A two-year backstop on holiday pay claims could be near an end, meaning huge liability for some employers.
For those who have experience of holiday pay claims or who are interested in this niche area, you will know that the two-year backstop on holiday pay claims introduced in 2015 has always been waiting for a test case. Many commentators thought it would not withstand such a challenge, and we appear to have witnessed the first case to test it.
In Afshah & Others v Addison Lee, an Employment Tribunal has concluded that the regulations which prevent claimants being able to go back further than two years to recover underpayments are “ultra vires”. This essentially means it is unlawful, and the ramifications for some employers could be huge.

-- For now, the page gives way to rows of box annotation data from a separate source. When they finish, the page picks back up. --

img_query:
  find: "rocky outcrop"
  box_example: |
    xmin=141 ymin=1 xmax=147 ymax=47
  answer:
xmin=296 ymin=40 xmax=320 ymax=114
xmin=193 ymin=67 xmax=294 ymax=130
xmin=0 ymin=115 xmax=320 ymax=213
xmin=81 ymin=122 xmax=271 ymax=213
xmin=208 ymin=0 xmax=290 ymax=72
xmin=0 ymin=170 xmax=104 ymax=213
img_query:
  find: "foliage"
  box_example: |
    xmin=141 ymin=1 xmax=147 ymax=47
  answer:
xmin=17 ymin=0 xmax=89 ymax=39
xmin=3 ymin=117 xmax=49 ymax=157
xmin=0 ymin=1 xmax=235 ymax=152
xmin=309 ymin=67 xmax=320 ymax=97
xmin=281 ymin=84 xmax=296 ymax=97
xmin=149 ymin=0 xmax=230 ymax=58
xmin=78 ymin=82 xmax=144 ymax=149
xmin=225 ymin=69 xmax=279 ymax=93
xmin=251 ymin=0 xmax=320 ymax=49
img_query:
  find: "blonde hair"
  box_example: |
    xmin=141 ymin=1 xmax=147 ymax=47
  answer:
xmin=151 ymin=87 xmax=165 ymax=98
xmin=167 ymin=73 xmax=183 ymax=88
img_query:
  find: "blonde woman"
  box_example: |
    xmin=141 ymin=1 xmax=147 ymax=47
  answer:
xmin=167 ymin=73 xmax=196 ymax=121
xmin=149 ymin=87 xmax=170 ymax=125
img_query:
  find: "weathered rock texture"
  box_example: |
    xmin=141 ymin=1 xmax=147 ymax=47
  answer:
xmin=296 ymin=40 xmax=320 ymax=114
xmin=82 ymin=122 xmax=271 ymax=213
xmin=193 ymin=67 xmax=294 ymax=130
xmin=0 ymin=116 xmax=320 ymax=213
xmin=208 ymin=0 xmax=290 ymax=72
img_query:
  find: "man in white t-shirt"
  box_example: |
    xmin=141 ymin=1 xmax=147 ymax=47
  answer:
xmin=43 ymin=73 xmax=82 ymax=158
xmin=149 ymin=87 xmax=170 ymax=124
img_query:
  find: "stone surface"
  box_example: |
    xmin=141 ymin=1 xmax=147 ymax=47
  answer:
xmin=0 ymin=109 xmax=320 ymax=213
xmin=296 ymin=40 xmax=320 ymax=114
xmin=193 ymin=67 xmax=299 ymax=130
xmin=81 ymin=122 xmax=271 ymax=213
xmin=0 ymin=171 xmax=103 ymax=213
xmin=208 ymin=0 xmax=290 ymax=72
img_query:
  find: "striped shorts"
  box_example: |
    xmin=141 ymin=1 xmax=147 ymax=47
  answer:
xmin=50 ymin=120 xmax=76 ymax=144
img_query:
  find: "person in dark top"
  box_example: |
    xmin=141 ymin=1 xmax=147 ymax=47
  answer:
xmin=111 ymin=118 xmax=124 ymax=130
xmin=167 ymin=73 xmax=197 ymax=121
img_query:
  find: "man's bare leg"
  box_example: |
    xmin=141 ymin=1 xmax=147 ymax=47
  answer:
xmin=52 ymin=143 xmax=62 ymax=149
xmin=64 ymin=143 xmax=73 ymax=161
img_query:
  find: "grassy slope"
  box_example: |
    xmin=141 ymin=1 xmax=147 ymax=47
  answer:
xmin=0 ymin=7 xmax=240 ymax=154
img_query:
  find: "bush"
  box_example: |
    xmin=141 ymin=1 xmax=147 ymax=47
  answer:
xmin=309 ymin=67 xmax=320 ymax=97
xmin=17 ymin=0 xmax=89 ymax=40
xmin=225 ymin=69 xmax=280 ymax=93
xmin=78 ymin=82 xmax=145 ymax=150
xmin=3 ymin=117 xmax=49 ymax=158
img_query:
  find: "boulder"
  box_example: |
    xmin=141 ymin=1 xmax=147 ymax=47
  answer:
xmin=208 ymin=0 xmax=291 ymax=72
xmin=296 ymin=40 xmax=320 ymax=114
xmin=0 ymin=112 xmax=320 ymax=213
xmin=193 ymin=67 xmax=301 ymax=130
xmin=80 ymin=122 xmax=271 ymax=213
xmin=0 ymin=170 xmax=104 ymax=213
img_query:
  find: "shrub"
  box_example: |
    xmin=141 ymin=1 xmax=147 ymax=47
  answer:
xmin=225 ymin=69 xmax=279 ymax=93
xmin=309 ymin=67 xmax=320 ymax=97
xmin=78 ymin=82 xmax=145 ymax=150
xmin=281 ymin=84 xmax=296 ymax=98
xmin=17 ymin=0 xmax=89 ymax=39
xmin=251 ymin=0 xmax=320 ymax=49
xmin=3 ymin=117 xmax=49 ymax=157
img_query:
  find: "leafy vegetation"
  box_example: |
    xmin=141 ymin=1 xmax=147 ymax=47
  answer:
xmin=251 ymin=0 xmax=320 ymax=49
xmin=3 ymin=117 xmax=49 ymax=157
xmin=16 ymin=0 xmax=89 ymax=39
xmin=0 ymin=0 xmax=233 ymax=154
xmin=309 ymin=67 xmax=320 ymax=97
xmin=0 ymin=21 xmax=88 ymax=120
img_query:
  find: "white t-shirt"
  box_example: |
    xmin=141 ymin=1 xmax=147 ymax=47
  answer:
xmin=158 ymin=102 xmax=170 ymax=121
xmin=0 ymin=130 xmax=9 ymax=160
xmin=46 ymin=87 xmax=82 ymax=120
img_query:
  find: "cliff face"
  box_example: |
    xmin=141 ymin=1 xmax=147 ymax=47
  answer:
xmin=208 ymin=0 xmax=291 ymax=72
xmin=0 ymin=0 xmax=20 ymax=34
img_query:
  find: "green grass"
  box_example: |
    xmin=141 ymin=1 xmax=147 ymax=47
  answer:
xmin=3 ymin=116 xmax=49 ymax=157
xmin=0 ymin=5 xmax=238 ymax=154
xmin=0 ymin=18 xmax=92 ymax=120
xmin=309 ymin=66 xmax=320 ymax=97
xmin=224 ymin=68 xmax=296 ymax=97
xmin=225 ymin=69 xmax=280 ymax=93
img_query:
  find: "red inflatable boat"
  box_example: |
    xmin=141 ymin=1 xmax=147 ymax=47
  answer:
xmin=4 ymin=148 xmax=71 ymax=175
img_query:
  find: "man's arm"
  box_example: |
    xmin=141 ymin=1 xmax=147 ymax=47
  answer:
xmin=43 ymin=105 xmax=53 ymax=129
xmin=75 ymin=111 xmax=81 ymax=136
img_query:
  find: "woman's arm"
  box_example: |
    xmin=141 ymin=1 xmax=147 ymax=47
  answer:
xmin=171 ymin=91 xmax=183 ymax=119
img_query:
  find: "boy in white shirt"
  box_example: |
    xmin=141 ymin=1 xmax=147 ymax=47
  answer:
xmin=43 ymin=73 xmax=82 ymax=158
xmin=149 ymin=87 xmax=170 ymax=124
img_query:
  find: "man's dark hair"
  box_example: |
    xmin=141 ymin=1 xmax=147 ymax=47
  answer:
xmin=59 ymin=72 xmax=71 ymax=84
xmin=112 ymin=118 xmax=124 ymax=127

The Employment Rights Bill looks set to change the landscape of holiday pay claims, but, for now, workers have three months to bring a claim for non-payment or underpayment of holiday pay. Provided that this claim is in time, they can then claim for previous deductions/non-payment for the whole series. In effect, for as long as the problem has persisted. To combat this, the government introduced a two-year cap on claims via the Deductions from Wages (Limitation) Regulations over a decade ago.
More recently, the Supreme Court looked again at this area in Chief Constable of the NI Police v Agnew. However, that case was under NI law, which did not have the two-year cap. In that case, the Supreme Court effectively held there was no backstop and that a claimant did not need to show a connection between deductions or that the erroneous payments had to be within three months of one another. This rang some alarm bells within UK law, where the legality of the two-year backstop has always been queried.
The case of Addison Lee is now the first test within England, Scotland and Wales where the backstop applies and – as many expected – the Tribunal found that the UK government had exceeded its powers by introducing the two-year backstop, meaning claimants should be able to recover holiday pay going back many years. Theoretically, this could mean as far back as 1998 when the Working Time Regulations were introduced.